La primera vez que salí a la calle en Ho Chi Minh, mi primera ciudad en Asia, fue toda una experiencia.
Era una combinación de sonidos, olores, contaminación, calor, humedad que nunca había experimentado.
Al mirar a mi alrededor, todos parecían estar bailando una danza frenética, en la que todos sabían los pasos, menos yo.
Lentamente comencé a avanzar, esquivando personas y motos que, buscando avanzar en el tráfico trastornado, se subían a las veredas para ganar un par de metros, pensando: ¿qué hago aquí?
Esto duró un rato. Decidida a aprender los pasos, caminé y traté de disfrutar el paseo.
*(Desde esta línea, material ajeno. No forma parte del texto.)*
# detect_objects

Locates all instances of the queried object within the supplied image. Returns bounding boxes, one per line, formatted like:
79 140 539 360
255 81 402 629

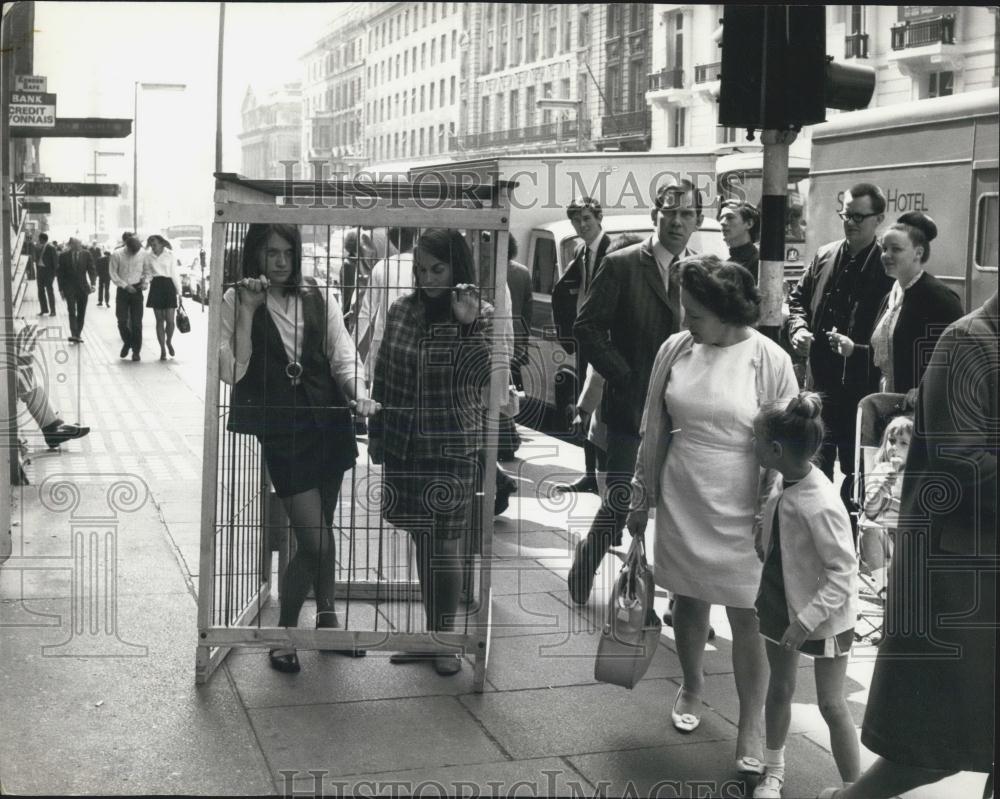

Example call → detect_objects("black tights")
412 531 462 633
277 472 344 629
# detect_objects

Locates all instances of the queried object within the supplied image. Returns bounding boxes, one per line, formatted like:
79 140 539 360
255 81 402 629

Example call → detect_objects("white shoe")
753 771 784 798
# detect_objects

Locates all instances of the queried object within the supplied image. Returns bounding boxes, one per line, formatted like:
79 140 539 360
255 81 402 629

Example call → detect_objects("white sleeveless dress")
653 336 763 608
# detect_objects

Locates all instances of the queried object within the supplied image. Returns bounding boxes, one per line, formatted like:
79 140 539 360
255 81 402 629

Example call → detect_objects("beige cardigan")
629 329 799 541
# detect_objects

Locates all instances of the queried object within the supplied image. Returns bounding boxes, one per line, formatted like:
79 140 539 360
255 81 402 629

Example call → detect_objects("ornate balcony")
647 67 683 92
891 15 956 50
462 118 592 150
693 61 721 84
598 108 651 149
845 32 870 59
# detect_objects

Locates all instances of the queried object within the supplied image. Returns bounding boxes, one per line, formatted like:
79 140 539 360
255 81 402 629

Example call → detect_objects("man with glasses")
786 182 894 517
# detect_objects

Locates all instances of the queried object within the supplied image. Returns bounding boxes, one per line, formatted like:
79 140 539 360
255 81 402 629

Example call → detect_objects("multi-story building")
362 1 464 170
300 7 366 178
595 3 654 151
646 4 999 154
461 5 596 155
238 82 303 179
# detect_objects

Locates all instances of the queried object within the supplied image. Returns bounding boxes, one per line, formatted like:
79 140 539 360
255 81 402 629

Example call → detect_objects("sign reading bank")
9 76 55 127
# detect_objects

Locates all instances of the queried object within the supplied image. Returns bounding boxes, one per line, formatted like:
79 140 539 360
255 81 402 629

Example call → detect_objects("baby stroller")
852 392 910 645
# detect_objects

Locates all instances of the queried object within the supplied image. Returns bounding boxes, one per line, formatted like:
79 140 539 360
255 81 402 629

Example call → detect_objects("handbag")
176 301 191 334
594 536 662 689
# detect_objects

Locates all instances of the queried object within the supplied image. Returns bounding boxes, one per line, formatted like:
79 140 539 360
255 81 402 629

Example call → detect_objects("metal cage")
195 173 514 690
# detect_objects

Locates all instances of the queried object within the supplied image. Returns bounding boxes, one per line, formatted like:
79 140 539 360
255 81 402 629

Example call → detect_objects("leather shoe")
554 474 599 494
567 529 612 605
43 423 90 449
268 648 300 674
433 654 462 676
120 344 130 358
132 352 141 361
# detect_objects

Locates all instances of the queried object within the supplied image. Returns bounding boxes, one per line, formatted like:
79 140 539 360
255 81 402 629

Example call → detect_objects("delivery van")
807 89 998 311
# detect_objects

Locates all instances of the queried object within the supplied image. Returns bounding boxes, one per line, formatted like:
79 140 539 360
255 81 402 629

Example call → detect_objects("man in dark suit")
56 238 94 343
35 232 57 316
551 197 611 494
567 179 703 604
786 182 894 513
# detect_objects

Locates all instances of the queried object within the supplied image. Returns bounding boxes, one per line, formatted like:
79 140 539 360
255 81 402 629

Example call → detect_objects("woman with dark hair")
627 255 798 774
829 211 963 398
719 201 761 282
369 228 493 677
144 234 181 360
219 223 380 674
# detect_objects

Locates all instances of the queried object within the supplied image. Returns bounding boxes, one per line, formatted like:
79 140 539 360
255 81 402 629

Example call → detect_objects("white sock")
764 746 785 780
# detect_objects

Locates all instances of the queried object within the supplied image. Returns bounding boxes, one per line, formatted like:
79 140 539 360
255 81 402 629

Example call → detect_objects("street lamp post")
133 81 187 233
536 97 585 152
91 150 124 241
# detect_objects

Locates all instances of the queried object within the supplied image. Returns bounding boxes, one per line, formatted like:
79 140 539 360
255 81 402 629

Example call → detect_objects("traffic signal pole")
758 129 796 338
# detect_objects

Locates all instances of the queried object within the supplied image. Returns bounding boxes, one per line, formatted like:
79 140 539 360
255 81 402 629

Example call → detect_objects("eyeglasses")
837 211 879 224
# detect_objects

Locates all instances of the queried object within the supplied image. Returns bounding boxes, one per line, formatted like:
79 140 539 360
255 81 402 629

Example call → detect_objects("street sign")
14 75 47 92
22 182 120 197
8 117 132 138
21 201 51 214
9 91 57 127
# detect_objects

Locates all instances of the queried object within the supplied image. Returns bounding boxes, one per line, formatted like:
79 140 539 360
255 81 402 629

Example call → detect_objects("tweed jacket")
786 238 893 396
56 249 94 297
574 236 693 436
851 271 963 394
900 292 997 557
369 293 494 462
759 465 859 638
629 330 799 527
Para eso estaba ahí, para sacudirme de todo lo que me era familiar y aprender nuevas formas de estar en el mundo.
A la semana ya me sentía más cómoda cruzando calles, comprando comida y experimentado Ho Chi Minh City, la ciudad donde tantas cosas pasaron.


Tantos franceses y luego norteamericanos habían pasado por esas calles hace 100 años atrás, cuando todavía la ciudad se conocía como Saigon.
Seguro estaban tanto o más confundidos que yo al principio. Muchos enloquecieron, otros murieron en una sórdida guerra inexplicable.
Pero muchos otros quedaron porque es un delirio que enamora. Te atrae como un imán de colores y luces que es difícil de resistir.
Una vez que aprendes los pasos, todo se vuelve más fácil y comienzas a disfrutar de ese estallido de vida que es Vietnam.